I think this is overexaggerating things just a tad. I've played enough predatory MTX-riddled mobile games to know what this stuff looks like, and DMC5 is in no way on that level. I'm not in favour of microtractions as a rule, but neither am I in favour of slating an otherwise excellent game for having them if they're unobtrusive.
For clarity's sake, have you actually played the game? Your post sounds like a fairly generalized critique of microtransactions to the degree where I'm sure I've read all of those points before. They're by and large valid in the context of disgusting iOS cash vacuums, but I feel like the context of the game's implementation is being ignored here.
Capcom is offering you something when you're angry/annoyed/frustrated, and most importantly, when you're full of adrenalin and likely to make a silly decision based on emotion and not logic.
If you're reaching the point of being so emotionally frazzled as to buy your way past a hard challenge so you can move on to even harder challenges then you're approaching the game wrong. Character action games are hard by nature, and learning by failure is an expected part of the experience.
And, again, the game gives you enough gold orbs for free that the player is given a decent amount of free revives to reconsider their choice of difficulty before falling into the insidious microtransaction trap that you're trying to paint a picture of here. It doesn't even tell you that buying with real money is an option until you exhaust your supply of in-game currency and attempt to spend more.
It's manipulative.
But even ignoring the manipulation aspect, the bigger issue is the snowball effect.
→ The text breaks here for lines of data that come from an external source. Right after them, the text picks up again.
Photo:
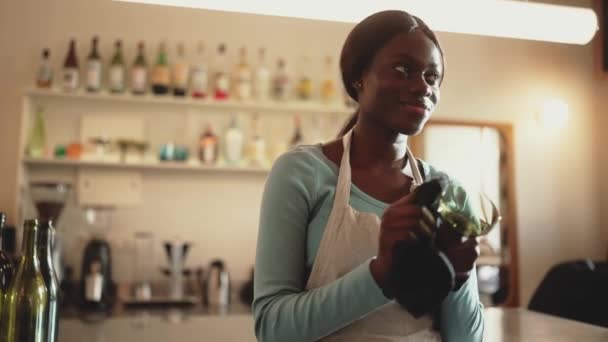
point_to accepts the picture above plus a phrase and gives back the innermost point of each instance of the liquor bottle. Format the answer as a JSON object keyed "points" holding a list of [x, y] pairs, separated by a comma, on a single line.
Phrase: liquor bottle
{"points": [[139, 73], [117, 70], [281, 84], [6, 270], [234, 143], [94, 68], [180, 72], [71, 72], [36, 146], [304, 88], [242, 77], [221, 85], [161, 75], [47, 238], [257, 145], [328, 86], [44, 79], [27, 297], [297, 138], [200, 74], [208, 146], [262, 77]]}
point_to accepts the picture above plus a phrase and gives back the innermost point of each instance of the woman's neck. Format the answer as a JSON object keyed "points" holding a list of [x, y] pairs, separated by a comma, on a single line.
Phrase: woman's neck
{"points": [[377, 148]]}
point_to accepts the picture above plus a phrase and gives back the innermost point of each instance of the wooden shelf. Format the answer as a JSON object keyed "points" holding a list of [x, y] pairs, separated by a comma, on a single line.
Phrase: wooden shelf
{"points": [[171, 166], [170, 100]]}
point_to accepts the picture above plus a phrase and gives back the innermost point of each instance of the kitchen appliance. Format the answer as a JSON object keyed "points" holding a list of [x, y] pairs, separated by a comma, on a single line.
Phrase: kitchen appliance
{"points": [[97, 289], [176, 253], [217, 285]]}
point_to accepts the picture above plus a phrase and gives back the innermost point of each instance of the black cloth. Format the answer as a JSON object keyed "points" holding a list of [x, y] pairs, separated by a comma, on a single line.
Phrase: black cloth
{"points": [[576, 290]]}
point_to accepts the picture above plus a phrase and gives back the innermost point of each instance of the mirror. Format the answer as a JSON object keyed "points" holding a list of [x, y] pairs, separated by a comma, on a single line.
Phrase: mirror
{"points": [[480, 156]]}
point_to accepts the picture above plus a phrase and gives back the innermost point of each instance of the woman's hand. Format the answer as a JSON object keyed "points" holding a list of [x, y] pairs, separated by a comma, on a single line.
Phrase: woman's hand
{"points": [[462, 252], [402, 221]]}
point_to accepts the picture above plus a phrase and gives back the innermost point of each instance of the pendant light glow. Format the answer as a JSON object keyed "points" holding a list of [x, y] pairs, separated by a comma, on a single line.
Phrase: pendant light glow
{"points": [[498, 18]]}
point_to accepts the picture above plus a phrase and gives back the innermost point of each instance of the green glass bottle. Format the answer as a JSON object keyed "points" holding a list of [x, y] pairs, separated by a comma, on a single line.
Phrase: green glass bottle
{"points": [[37, 141], [47, 241], [27, 298]]}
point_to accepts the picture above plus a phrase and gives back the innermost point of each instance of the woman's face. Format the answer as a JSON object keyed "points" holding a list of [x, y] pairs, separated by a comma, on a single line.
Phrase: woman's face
{"points": [[400, 88]]}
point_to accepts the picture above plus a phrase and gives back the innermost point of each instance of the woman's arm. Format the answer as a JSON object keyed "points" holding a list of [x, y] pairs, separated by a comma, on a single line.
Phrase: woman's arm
{"points": [[462, 314], [283, 309]]}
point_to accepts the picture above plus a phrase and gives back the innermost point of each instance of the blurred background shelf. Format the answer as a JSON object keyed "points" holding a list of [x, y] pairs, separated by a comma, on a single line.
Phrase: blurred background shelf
{"points": [[170, 166], [252, 106]]}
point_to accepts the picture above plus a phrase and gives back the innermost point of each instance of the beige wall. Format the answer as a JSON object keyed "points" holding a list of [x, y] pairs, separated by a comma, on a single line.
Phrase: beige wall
{"points": [[557, 177]]}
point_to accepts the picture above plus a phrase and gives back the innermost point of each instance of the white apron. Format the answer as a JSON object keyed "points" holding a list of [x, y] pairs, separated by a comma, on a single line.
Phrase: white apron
{"points": [[351, 238]]}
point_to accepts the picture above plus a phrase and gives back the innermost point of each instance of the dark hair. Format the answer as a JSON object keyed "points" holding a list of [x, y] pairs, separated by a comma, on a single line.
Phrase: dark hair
{"points": [[364, 41]]}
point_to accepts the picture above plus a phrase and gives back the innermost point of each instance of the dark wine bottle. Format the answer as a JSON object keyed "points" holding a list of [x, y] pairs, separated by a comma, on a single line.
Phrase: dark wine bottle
{"points": [[45, 248], [27, 298]]}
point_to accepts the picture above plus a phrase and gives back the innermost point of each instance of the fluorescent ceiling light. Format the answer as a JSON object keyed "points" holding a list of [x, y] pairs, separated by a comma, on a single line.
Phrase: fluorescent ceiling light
{"points": [[498, 18]]}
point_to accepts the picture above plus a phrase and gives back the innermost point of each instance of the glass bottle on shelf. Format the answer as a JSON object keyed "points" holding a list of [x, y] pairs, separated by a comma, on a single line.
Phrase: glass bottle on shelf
{"points": [[262, 77], [139, 73], [221, 85], [257, 145], [117, 70], [47, 241], [6, 269], [94, 68], [36, 147], [328, 86], [281, 82], [297, 138], [44, 78], [305, 87], [234, 143], [161, 75], [71, 72], [181, 70], [208, 146], [27, 298], [242, 77], [200, 74]]}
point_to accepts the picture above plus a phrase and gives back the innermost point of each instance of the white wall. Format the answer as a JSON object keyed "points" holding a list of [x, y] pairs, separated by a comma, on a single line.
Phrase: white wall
{"points": [[488, 79]]}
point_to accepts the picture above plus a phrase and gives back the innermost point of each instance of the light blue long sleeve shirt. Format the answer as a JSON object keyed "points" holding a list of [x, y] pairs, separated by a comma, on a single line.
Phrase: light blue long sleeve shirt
{"points": [[297, 200]]}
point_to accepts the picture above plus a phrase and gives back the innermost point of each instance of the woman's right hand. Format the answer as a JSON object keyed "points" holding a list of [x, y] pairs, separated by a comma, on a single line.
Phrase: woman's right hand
{"points": [[402, 221]]}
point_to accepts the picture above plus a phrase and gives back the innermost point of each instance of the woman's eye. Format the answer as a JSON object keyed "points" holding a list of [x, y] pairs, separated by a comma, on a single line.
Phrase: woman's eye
{"points": [[402, 69], [433, 77]]}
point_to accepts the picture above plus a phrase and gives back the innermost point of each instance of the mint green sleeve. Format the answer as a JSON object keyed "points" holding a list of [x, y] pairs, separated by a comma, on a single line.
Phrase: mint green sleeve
{"points": [[462, 311], [283, 309]]}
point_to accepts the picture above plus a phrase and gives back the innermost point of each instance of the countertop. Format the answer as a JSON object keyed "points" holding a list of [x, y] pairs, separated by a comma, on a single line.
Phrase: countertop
{"points": [[502, 325]]}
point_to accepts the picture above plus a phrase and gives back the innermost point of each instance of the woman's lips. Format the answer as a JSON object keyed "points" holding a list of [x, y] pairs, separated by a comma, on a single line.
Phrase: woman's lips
{"points": [[416, 109]]}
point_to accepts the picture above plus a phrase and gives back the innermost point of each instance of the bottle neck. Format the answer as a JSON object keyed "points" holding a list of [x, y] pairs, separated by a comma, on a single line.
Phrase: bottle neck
{"points": [[30, 241], [46, 237]]}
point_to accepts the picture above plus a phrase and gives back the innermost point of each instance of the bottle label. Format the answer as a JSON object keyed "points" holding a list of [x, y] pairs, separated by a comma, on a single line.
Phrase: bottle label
{"points": [[200, 81], [222, 83], [262, 84], [45, 75], [180, 75], [70, 79], [161, 75], [243, 84], [94, 75], [117, 78], [139, 79]]}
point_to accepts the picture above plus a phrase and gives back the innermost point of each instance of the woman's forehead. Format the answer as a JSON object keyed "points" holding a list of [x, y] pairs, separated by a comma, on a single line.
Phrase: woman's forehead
{"points": [[413, 46]]}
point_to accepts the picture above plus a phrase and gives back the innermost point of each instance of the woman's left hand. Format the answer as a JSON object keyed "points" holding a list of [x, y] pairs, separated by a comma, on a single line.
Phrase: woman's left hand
{"points": [[462, 252]]}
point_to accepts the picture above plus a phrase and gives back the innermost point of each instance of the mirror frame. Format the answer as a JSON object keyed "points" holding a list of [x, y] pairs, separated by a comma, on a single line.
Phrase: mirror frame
{"points": [[507, 181]]}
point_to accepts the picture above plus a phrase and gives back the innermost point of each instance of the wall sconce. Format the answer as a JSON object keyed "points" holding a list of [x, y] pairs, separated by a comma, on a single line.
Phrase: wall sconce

First it's instant revives to avoid frustration, next thing it's "special" ammo or finishers, next thing you know basic consumables are chargable, etc.
This is a slippery slope fallacy. You present no evidence to suggest that this has happened, and the fact that the microtransaction implementation (a.k.a. buying red orbs) is the same as it was in DMC4SE - a game released four years ago - strongly suggests that it hasn't.
I'm all for principle, but when principle overtakes context it's time to step back and take a minute.
The core difference is in the presentation- the game over screen presents you with the same options as the old games, with the addition of using red orbs to revive instead of gold ones. That's as much an accessibility measure as it is a MTX promotion one, because red orbs are readily available in the course of normal gameplay and, as I've mentioned, the game does not tell you that purchasing with real money is an option unless you're skint.